For all his other faults, mendacity, and
ineptitude I
might have forgiven him. But for Iraq... never! How many millions of people have died or been maimed or driven insane because of it? How many millions of
lives ruined?
|
"Please don't hate me." |
"I was willing to make the tough decisions"
Reading through transcripts of his speech last night, I caught this little snivel:
"You may not agree with some of the tough decisions I have made. But I hope you can agree that I was willing to make the tough decisions." --Junior, January 15, 2009
I might agree with this statement if I believed for one moment that he
cared one way or the other about the lives he has ruined. But I don't believe that. I believe he is a
sociopath. I believe that he views the common people, the hoi polloi, the proletariat as resources at the disposal of the ruling class. In short, the decisions he made weren't tough at all.
To the extent that he has
regrets, and I do believe he has them, they are due to those things he has done to humiliate himself, or because of his failure to surpass his father, to redeem himself in the eyes of his mother.
But now, with these pathetic public pleas for reassurance, he debases himself before us all. The whole sordid spectacle reminds me of nothing so much as an abusive drunk calling his ex-wife in the middle of the night and
pleading "But we had
good times, too, didn't we, honey?"
|
You made your own bed, Junior. |
A word of thanks and a farewell
Anyway, very soon he will be gone. In a way, I suppose, I owe him a debt of gratitude. He definitely has made me more self-aware. Before his rotten stink descended on this country, I had believed that I could not hate anyone. He has taught me the folly of such naivete. So, thank you, Junior. It's a bitter lesson, but a necessary one.
And, yes, if I understand the meaning of the word, I hate him. But I also
pity him. His self-imposed burden is enormous.
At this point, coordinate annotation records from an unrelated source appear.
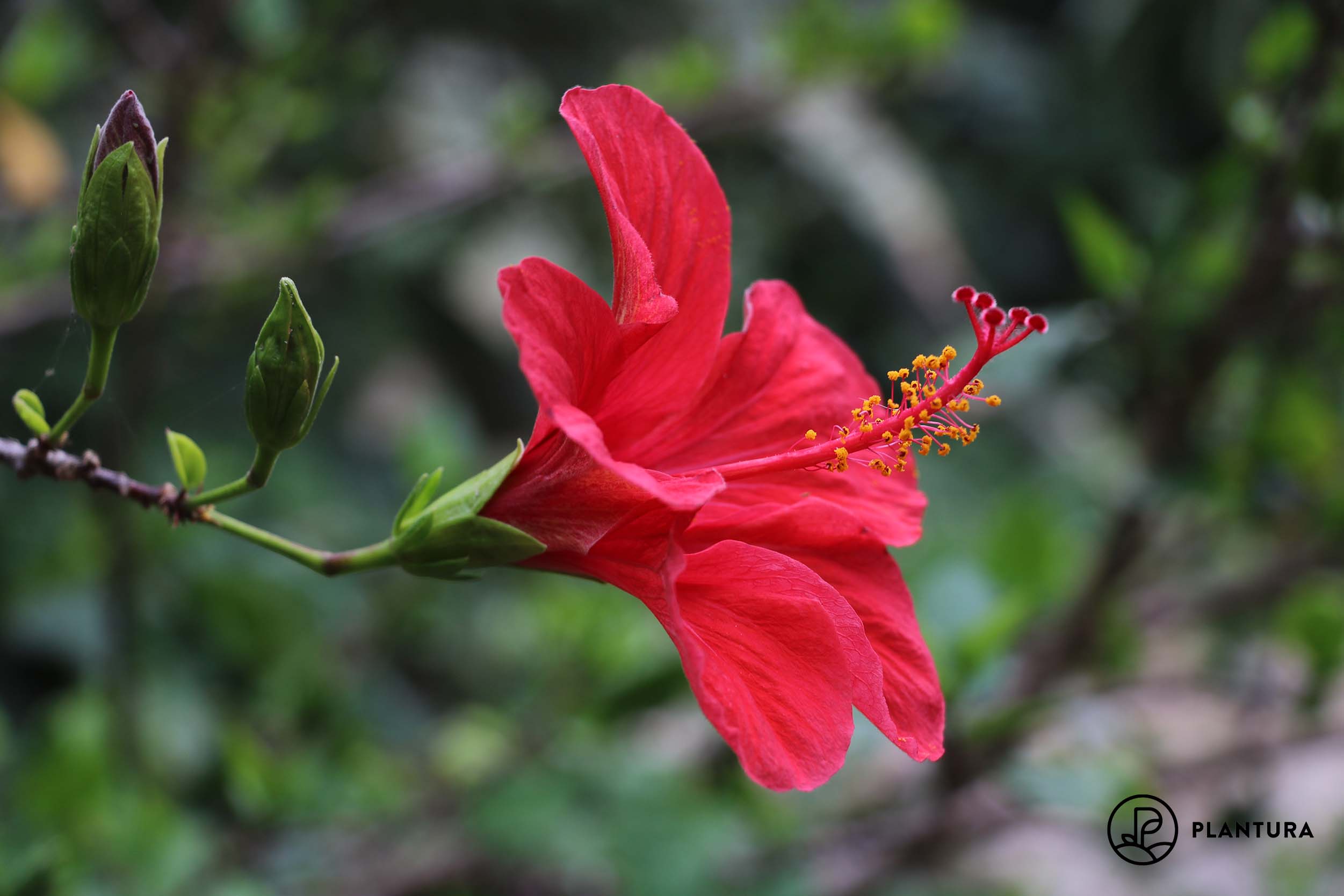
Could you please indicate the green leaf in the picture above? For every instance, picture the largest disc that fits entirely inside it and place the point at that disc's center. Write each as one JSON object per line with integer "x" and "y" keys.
{"x": 30, "y": 410}
{"x": 1112, "y": 262}
{"x": 189, "y": 460}
{"x": 1281, "y": 44}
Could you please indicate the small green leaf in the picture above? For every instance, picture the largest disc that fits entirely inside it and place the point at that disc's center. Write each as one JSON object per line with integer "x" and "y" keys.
{"x": 189, "y": 460}
{"x": 1112, "y": 262}
{"x": 30, "y": 410}
{"x": 421, "y": 495}
{"x": 1281, "y": 44}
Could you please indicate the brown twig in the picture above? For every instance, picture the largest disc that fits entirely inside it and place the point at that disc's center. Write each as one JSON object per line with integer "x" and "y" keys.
{"x": 38, "y": 459}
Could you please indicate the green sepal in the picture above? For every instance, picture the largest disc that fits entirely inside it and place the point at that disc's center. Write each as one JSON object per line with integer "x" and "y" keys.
{"x": 446, "y": 570}
{"x": 283, "y": 374}
{"x": 114, "y": 243}
{"x": 421, "y": 495}
{"x": 317, "y": 402}
{"x": 189, "y": 460}
{"x": 28, "y": 407}
{"x": 160, "y": 151}
{"x": 449, "y": 530}
{"x": 93, "y": 151}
I believe that in his heart of hearts, and in spite of his public protestations to the contrary, he is
tortured.
A terrible fate awaits him: to be hated and scorned by millions for the rest of his life. People will curse his name for many years to come, and he will find
his place in humanity's chronicle alongside such spectacular failures as Neville Chamberlain, George McClellan, and Chiang Kai-shek.
The dissipation of all the energy and thought that I spent hating him, cursing him, reviling him will leave a void in my soul. At least for a time. Good riddance. It's taken a toll on my psyche. In time, I will find something to replace it... something constructive and good and hopeful. And that's all to the good.
Adieu, Junior.
Auf wiedersehen. But I do have to tell you, before you go: No. There were no good times. You've had every opportunity to make something of yourself and you squandered it all. You're the worst.